DNA adduct formation of selected sex steroids in human liver slices in vitro.

Toxicology in vitro : an international journal published in association with BIBRA

W Feser, R S Kerdar, A Baumann, J Körber, H Blode, W Kuhnz

Affiliations

  1. A & M Service GmbH, Kopernikusstr. 25, 50126, Bergheim, Germany.

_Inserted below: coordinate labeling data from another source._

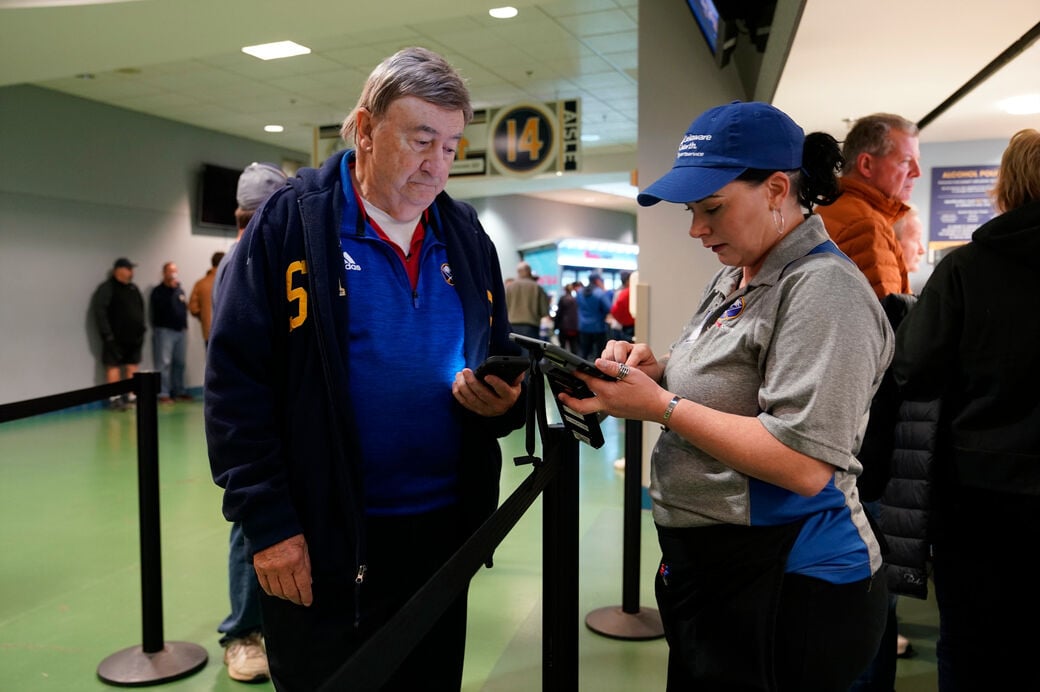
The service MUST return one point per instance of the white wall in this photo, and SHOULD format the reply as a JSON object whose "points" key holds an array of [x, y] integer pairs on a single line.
{"points": [[514, 221], [83, 183]]}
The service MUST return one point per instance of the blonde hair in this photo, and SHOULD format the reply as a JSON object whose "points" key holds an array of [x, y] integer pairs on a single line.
{"points": [[1018, 179]]}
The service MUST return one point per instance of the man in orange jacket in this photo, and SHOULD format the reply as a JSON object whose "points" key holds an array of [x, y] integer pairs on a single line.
{"points": [[881, 154]]}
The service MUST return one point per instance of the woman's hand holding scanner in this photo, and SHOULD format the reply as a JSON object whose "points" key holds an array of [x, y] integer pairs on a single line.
{"points": [[634, 355], [284, 570], [635, 395]]}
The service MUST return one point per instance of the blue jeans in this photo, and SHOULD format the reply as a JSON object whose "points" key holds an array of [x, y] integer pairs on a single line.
{"points": [[243, 589], [169, 348]]}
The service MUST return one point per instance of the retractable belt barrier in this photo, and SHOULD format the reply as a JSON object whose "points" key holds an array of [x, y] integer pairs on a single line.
{"points": [[380, 656], [155, 661], [554, 478]]}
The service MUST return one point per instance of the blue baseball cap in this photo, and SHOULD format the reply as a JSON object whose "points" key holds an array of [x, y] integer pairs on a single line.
{"points": [[722, 144]]}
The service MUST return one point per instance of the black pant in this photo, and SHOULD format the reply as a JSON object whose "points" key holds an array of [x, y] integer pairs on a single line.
{"points": [[308, 645], [734, 621]]}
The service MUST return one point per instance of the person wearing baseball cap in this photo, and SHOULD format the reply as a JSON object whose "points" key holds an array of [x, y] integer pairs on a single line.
{"points": [[241, 634], [767, 579], [255, 185], [118, 309]]}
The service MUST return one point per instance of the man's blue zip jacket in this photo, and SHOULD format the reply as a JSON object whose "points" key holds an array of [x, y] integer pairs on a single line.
{"points": [[279, 420]]}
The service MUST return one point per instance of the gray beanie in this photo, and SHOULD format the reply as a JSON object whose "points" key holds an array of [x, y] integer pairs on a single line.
{"points": [[256, 183]]}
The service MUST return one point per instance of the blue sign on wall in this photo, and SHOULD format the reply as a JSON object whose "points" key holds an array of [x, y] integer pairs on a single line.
{"points": [[960, 203]]}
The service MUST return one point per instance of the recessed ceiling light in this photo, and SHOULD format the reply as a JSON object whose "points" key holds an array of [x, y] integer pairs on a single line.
{"points": [[277, 50], [1025, 104], [503, 13]]}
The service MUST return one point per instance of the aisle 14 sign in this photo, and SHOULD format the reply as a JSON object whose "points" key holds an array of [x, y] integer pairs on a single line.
{"points": [[522, 139]]}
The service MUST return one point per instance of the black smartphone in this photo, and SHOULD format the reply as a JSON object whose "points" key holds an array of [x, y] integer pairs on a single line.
{"points": [[507, 367]]}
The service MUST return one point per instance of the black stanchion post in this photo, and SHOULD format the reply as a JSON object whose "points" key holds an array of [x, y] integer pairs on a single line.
{"points": [[155, 661], [560, 563], [629, 621]]}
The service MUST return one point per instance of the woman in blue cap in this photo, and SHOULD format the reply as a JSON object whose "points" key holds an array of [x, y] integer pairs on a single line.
{"points": [[767, 580]]}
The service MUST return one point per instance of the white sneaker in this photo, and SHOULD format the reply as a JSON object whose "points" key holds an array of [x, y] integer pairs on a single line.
{"points": [[247, 659]]}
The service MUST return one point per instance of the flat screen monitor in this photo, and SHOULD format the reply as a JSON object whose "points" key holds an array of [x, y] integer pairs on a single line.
{"points": [[719, 32], [217, 186]]}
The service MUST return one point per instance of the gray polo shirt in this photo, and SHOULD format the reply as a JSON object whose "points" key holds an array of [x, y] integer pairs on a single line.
{"points": [[803, 348]]}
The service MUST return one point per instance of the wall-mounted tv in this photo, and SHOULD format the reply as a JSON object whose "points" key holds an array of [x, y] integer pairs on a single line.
{"points": [[721, 21], [719, 32], [217, 187]]}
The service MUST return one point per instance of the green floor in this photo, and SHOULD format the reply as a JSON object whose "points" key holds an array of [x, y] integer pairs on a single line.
{"points": [[70, 585]]}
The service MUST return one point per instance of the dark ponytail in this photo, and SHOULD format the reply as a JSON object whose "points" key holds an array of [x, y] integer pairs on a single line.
{"points": [[822, 161]]}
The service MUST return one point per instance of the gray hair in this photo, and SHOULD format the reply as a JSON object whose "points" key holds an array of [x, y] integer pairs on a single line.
{"points": [[869, 135], [415, 72]]}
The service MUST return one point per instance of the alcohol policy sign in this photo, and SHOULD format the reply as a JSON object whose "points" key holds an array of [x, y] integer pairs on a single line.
{"points": [[960, 203]]}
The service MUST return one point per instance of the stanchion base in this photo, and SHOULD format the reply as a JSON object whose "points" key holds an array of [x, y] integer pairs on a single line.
{"points": [[132, 667], [615, 622]]}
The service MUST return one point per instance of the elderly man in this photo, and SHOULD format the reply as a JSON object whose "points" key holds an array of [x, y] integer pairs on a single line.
{"points": [[881, 163], [354, 442]]}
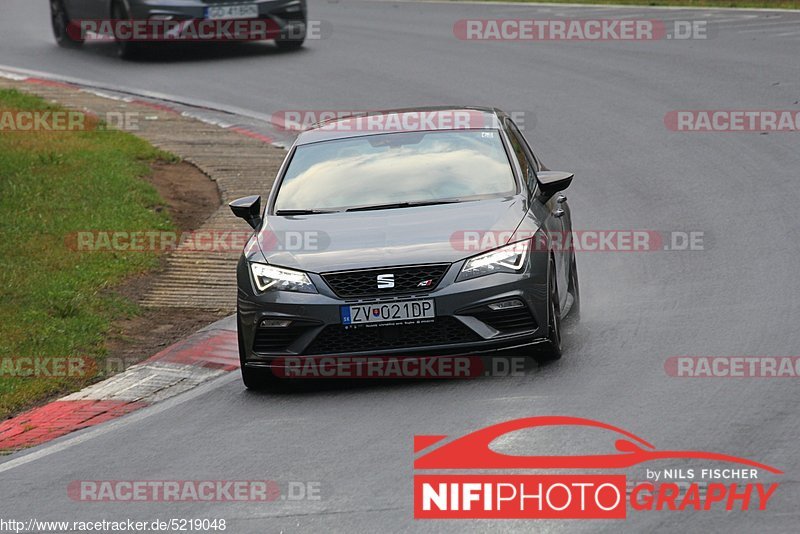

PMID: 20654417 DOI: 10.1016/s0887-2333(98)80005-2

Abstract

We report investigations into the potential of the steroid hormones chlormadinone acetate (CMA), cyproterone acetate (CPA), dexamethasone (DEX), estradiol (E(2)), ethinylestradiol (EE(2)), gestodene (GEST), levonorgestrel (LNG), megestrol acetate (MGA), medroxy progesterone acetate (MPA), mifepristone (MIFE), norethisterone (NET), prednisolone (PRED), progesterone (P) and testosterone (T) to form DNA adducts in precision-cut human liver slices in vitro from 14 male and female donors using the (32)P-postlabelling technique. The synthetic steroid hormones CPA, CMA and MGA generated DNA adducts in human liver slices obtained from all donors. MPA-related adduct spots were only observed in some of the livers tested. No DNA adduct formation was detectable with DEX, EE(2), E(2), GEST, LNG, MIFE, NET, PRED, P and T. The total DNA adduct levels and adduct patterns were different for each compound. On average, total DNA adduct levels decreased in the following order: CPA>MGA>CMAMPA. The DNA adduct levels varied inter-individually. At a treatment concentration of 1mug/ml, the coefficient of variation of the total adduct levels ranged from 38% to 101%. A sex-specific distribution of the DNA adduct formation was only detected after incubation with MPA. MPA-related adduct spots were observed predominantly in the livers of female donors.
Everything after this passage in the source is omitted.